Scorpion battle - politics in Belarus
National Review, Dec 23, 1996 by Mark Almond
EVERY report in the Western media agrees that the ex-Soviet republic of Belarus is heading for dictatorship and that the democrats there should be supported. No one favors accepting the results of the November 24 referendum, which endorsed a big increase in the president's powers at the expense of the parliament (still called the Supreme Soviet).
At first sight, then, it is difficult to quarrel with the seemingly universal Western opinion that President Aleksandr Lukashenko is bad news. After all, he was a minor Communist functionary and claims Cheka and KGB men Feliks Dzerzhinsky and Yuri Andropov among his heroes.
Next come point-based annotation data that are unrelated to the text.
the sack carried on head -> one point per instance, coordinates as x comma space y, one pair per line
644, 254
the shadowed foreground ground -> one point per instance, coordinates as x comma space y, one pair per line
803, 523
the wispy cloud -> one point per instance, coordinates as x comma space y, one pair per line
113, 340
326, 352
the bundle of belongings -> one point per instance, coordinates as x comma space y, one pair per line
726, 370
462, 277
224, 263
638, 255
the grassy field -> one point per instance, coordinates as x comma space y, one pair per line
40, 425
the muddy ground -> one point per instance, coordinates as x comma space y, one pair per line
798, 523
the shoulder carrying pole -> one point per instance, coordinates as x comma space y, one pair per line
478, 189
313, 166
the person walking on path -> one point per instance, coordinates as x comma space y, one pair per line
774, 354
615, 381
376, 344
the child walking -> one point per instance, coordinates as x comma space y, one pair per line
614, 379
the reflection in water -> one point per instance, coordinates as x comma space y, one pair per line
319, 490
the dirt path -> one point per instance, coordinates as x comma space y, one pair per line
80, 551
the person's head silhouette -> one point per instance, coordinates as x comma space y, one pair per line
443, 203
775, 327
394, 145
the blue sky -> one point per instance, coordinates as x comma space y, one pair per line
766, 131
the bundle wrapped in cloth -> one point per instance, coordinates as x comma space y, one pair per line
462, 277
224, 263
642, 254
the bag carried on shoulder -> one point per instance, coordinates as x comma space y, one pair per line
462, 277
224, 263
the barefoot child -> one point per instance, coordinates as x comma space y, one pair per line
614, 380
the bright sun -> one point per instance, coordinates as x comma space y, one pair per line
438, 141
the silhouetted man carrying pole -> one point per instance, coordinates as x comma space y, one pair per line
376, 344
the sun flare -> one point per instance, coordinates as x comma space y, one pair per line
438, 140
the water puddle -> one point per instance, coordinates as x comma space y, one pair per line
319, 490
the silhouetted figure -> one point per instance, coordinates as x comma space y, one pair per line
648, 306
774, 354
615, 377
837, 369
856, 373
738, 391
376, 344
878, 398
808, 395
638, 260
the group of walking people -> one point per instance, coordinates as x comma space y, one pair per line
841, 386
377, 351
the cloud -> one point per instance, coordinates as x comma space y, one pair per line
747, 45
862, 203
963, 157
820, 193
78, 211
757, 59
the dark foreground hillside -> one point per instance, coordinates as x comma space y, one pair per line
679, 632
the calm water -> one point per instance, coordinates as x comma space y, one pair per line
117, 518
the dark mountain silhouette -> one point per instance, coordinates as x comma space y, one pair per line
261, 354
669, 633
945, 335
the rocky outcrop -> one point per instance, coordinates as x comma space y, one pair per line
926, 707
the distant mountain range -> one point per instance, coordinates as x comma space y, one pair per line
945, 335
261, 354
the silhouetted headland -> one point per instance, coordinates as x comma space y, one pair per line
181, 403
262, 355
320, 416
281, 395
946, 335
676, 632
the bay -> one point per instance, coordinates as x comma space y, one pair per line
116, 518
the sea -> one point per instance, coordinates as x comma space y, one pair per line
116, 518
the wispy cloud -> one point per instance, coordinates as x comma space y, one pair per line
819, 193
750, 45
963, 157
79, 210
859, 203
He is outspokenly nostalgic for the old Soviet Union. Since his election as president in 1994, he has campaigned tirelessly for the reintegration of the Evil Empire. Internally, he did not much like the old constitution; much of what this referendum was about was his attempt to introduce a more authoritarian version. (A surprisingly high number of the Belarussian people voted for it.)
However, while all of this is true, to conclude that Lukashenko's opponents are knights in white armor battling for democracy is very naive.
The opposition to Lukashenko is concentrated in the Supreme Soviet, which was elected under dubious circumstances in 1995. When rebellious deputies last month defied the president, only a few, mainly elderly, protestors stood stoically in support of them. (Don't let close-up TV pictures give the impression of thousands.)
It was not difficult to see why young people -- or skeptics of any age -- found it difficult to associate the Supreme Soviet deputies with human rights and democracy. The opponents of the president are drawn from the continuing Communist Party and its rural offshoot, the Agrarians -- not natural pluralists at the best of times.
When I saw their leader, Speaker Semyon Sharetsky, his classic apparatchik's jowls and small piercing eyes reminded me of Orwell's pigs in Animal Farm. In fact, that work keeps its relevance today: when one sees Western diplomats fawning on the apparatchiks turned human-rights activists, the scene is horribly reminiscent of the end of the novella, when farmers and pigs celebrate their new-found alliance while the rest of the animals are left outside in the cold.
To Western reporters, the opposition mouths the language of human rights; off camera, they admit that a power struggle is going on. They dislike Lukashenko because he is monopolizing power and will not share the rapidly shrinking Belarussian pie with them. This makes them very indignant, and their language shows it.
When Lukashenko's opponents denounce him, their comparisons are striking. For them, he is a latter-day Pinochet or even Hitler --stringers for the Western press scribble all this down -- but oddly enough never a Communist tyrant. Of course, as members of an ongoing Communist Party, they still regard Lenin and Stalin as heroes.
While it is true that Lukashenko's own comparisons of himself with General de Gaulle in 1958 might not bear close scrutiny, they do indicate that he has broken free of the Communist pantheon of heroes -- and villains.
Lukashenko's opponents have gotten a favorable hearing not only from the Western press, but also from Western governments. The State Department's Nicholas Burns has plunged into the debate on their side -- which is where Clinton-watchers should smell a rat.
Last year, the first U.S. ambassador to Belarus, David Swartz, wrote a stinging attack on USAID policies in the former Soviet Union, using Belarus as a prime example. The two key American officials involved in misdirecting U.S. resources after 1991 were none other than Mr. Burns and his then-NSC boss, Tobi Gati. In the meantime, Mrs. Gati has come under fire for her generosity in sharing classified information with Washington's new friends in the former Soviet Union; Mr. Burns has been promoted. However, one of the Belarussian "democrats" Mr. Burns is now endorsing is Pyotr Kravchanka, then Belarus's first Foreign Minister -- and before that the Communist boss of Minsk.
Like other members of the Communist elite of Minsk, Kravchanka seems to have been bitterly disappointed when the newly elected President Lukashenko, who came from the backwoods even by Belarussian standards, turned out to be less pliable than he had expected.
Conscious of his own popularity at the grassroots level (and his firm control of the security services), Lukashenko ditched his would-be patrons. They have fought back, but their appeals have been directed to foreign governments and busybody groups rather than to their countrymen. Since the referendum, all the opposition did at home was to insist that the president's supporters had massaged the "Yes" vote upward -- though they admitted that their own level of 8 per cent was about right.
The failure of a popular opposition to emerge in Belarus is the real, big story of the present crisis. If the United States and her allies had tried to foster one, Lukashenko might have had to resort to strong-arming to stay in power.